Posted 7/25/2012 11:07am by Judy Lessler.

Farm News.  Here is a short history of some of the tomatoes in your box.  It does not go into how, over the centuries, tomatoes were nurtured into the luscious fruit that we have today or what the farmers that grew the seed did to get the seeds to us.  It just covers what has happened here at Harland’s Creek Farm. 

Last January we ordered seeds and made a planting plan.  On March 27, we prepared some seeding trays with a mixture of peat moss, vermiculite, compost, and an organic fertilizer called Plantone and put two tomato seeds in each cell of the tray.  We sat these in our germinating box.  This is a box filled with sand in which we have imbedded heating cables in a serpentine pattern.  We keep the sand wet so that heat is conducted throughout the entire box.

When the tomatoes germinated, we removed them from the heated sand boxes and placed them on the tables in the greenhouse.  When they were about 2 inches tall, we cut away one of the plants, if both had germinated.  Then these trays were set in front of a fan to help harden the stems.  They were watered 2 or 3 times per day as needed, and when we watered them, we also gently brushed our hands across the tops to further harden them. After about 4 weeks they were moved outside to a protected area so that they would have more exposure to the weather and get sturdy enough to go to the field.  Meanwhile we were developing the field infrastructure. 

Tomatoes need support in the field.  At Harland’s Creek Farm we use tomato cages and these are supported by two wires that run from cedar posts that we bury into the ground about three feet.  We add nutrients to the soil and cover the soil with landscape cloth to prevent weeds.  On the day of planting, the tomatoes are dipped into a solution of fish emulsion to give them a nitrogen boost before they go out to the field.  We plant them in holes in the landscape cloth and put a tomato cage over them.  When a bed is complete, we run two heavy wires through all of the cages at about 4 feet and 5.5 feet off the ground.  We use two wires so as to not have a pivot point that could blow the entire structure over during a high wind. 

 Your tomatoes have grown and survived rain, heat, wind, and a little bit of hail.
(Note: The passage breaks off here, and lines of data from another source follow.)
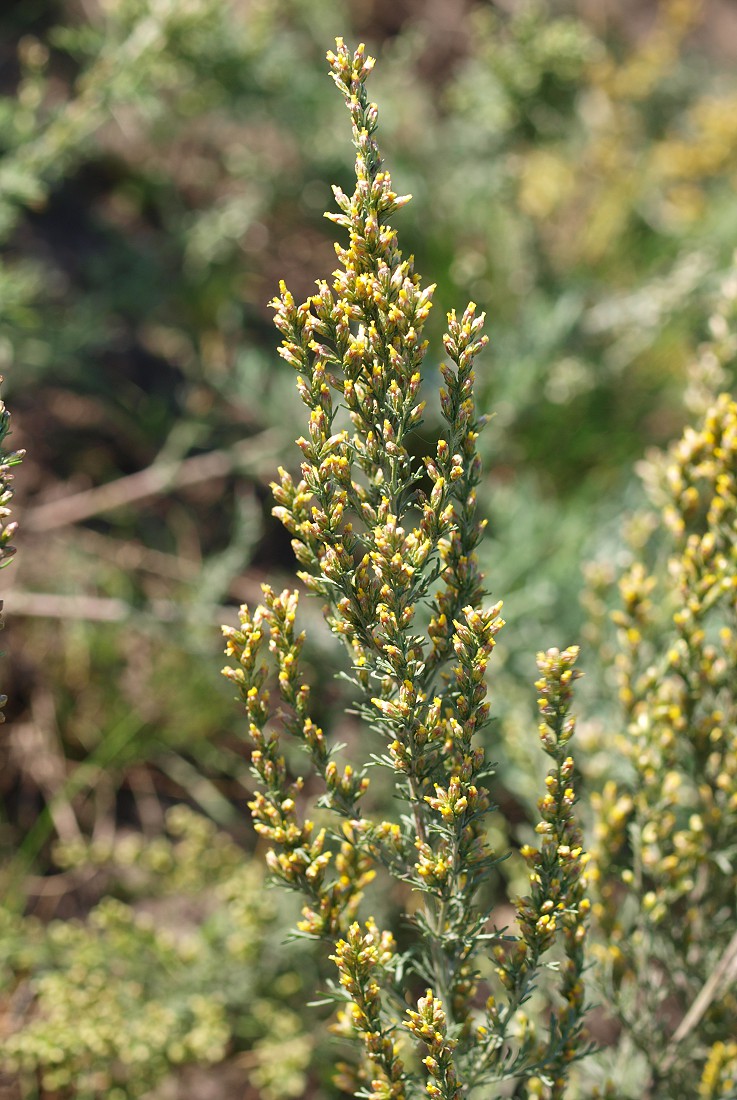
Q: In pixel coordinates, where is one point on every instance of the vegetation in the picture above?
(163, 165)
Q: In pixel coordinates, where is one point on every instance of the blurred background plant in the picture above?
(163, 165)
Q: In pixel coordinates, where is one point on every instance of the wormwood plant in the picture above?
(8, 527)
(664, 866)
(396, 569)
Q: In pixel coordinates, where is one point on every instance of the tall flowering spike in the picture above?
(395, 568)
(662, 870)
(8, 527)
(557, 906)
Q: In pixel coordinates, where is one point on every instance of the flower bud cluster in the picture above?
(388, 545)
(557, 904)
(664, 832)
(430, 1026)
(361, 958)
(8, 527)
(298, 856)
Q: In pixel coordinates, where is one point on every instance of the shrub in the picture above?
(666, 824)
(406, 603)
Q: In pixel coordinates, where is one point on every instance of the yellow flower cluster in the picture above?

We pick them every day or every two days depending on the weather.  After they are picked they are wiped clean and identify what we call “farmer tomatoes”.  Farmer tomatoes are those blemishes or wet cracks but with lots of parts that can still be eaten.  We try to get them to you in 3 to 5 days.  While they are waiting to make the trip to your house, they are stored in a cool room that is kept at 68 degrees.